Museum on Main Street

Barn Again! Celebrating an American Icon

Barn Again! gave exhibition visitors new ways to consider a familiar icon. Using farm architecture and its adaptations, the exhibition explored agricultural changes and major movements in American history such as 19th century European immigration, westward migration, and the rise of large-scale, industrial farming in the 20th century. Panels, photographs, and artifacts, including an architectural scale model of an English barn, examples of nails, roofing and a mortise and tenon joint illustrate this agricultural history.

Even as barns disappear from the countryside, their iconic role in American culture remains constant. Advertising and industry professionals, politicians and artists frequently use barn imagery to convey American values such as dependability, hard work, independence and traditionalism.

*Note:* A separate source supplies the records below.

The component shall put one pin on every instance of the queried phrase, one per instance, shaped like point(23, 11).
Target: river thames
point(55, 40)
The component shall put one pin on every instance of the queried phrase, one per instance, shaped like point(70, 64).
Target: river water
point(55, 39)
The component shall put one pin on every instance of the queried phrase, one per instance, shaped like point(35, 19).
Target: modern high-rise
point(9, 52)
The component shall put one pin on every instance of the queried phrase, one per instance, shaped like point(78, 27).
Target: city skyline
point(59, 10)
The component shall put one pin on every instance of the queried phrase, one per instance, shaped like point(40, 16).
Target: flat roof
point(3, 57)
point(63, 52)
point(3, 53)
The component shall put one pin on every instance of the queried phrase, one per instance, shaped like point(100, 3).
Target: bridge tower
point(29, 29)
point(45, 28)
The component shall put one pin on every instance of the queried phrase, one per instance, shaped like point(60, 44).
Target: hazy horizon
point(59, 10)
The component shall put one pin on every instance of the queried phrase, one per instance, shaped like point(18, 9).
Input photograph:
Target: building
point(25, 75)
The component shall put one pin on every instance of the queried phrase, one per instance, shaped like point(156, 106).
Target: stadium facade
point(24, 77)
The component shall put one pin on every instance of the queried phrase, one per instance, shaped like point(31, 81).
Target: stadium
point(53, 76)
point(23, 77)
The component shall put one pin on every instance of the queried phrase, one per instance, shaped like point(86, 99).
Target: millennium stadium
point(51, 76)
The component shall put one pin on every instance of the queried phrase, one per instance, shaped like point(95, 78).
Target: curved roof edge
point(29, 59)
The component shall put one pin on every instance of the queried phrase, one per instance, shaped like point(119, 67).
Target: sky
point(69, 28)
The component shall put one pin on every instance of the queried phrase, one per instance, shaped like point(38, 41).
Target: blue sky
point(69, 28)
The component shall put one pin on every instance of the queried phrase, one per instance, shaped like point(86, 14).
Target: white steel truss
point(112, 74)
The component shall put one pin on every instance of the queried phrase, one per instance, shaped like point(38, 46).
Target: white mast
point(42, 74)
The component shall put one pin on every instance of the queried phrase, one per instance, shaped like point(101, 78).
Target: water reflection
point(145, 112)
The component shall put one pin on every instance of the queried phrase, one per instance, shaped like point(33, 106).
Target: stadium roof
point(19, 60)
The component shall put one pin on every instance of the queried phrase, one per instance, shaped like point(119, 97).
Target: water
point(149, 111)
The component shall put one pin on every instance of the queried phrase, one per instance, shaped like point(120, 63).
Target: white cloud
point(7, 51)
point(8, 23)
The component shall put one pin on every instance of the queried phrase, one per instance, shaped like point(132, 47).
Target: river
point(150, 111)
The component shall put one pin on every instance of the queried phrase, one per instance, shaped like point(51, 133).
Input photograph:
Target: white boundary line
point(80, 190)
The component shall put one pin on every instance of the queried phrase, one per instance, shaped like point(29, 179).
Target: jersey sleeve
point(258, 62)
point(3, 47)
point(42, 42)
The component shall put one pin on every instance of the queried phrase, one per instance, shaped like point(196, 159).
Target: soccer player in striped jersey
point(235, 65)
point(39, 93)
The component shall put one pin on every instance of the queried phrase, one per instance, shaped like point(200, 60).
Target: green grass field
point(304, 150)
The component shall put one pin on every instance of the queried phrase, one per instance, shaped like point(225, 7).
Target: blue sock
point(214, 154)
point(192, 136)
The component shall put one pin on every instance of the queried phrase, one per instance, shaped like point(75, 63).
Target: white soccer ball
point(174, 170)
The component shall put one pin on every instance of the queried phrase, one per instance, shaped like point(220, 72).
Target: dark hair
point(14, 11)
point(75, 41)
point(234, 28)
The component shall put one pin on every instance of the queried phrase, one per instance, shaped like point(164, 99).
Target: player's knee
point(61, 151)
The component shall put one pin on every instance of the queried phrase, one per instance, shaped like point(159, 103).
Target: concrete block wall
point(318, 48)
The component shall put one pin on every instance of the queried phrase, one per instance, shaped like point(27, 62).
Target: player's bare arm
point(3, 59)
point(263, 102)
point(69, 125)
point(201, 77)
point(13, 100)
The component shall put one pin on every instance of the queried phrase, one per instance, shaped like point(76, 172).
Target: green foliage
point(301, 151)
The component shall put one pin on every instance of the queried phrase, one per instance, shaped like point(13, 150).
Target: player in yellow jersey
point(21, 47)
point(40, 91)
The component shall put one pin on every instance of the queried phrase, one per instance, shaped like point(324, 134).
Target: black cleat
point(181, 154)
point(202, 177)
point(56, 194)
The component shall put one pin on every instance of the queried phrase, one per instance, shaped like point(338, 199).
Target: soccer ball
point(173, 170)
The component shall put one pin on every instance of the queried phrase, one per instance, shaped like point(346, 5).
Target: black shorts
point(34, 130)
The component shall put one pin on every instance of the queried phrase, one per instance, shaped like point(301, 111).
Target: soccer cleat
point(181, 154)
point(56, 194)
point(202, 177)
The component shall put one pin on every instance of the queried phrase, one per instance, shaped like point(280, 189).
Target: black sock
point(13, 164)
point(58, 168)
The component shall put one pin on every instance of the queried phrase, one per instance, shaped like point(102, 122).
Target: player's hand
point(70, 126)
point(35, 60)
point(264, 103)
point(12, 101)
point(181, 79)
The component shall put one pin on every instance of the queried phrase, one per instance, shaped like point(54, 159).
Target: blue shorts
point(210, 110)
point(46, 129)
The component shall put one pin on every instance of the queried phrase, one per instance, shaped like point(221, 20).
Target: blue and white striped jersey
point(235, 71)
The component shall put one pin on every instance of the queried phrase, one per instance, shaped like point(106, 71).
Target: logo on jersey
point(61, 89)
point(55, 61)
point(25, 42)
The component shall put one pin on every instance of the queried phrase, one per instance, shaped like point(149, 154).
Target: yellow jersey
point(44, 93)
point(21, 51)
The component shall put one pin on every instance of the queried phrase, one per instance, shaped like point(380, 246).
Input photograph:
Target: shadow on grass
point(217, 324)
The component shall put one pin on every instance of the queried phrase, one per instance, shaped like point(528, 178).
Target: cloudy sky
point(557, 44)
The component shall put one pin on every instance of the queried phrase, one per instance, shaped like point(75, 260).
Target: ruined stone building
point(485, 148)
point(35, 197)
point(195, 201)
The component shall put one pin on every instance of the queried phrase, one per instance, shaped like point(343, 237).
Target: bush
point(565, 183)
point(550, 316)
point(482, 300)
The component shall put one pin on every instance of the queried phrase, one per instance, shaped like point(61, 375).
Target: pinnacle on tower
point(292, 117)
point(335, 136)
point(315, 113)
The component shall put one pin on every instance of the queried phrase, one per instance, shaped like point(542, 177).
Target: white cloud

The exhibit presents popular culture objects such as toys, videos, books, plates, jewelry, lunch boxes, and food packaging showing this potency of the barn image in our daily lives.

Tennessee's Barn Again! hosts were selected in part for the stories they told about their region's rural history and culture. Some of these communities and other groups across the state worked with the Tennessee Century Farms Program to increase awareness of and celebrate the heritage of the Century Farms in their area.

Barn Again! completed its ten-month tour of Tennessee in the library museum of the University of Tennessee at Martin.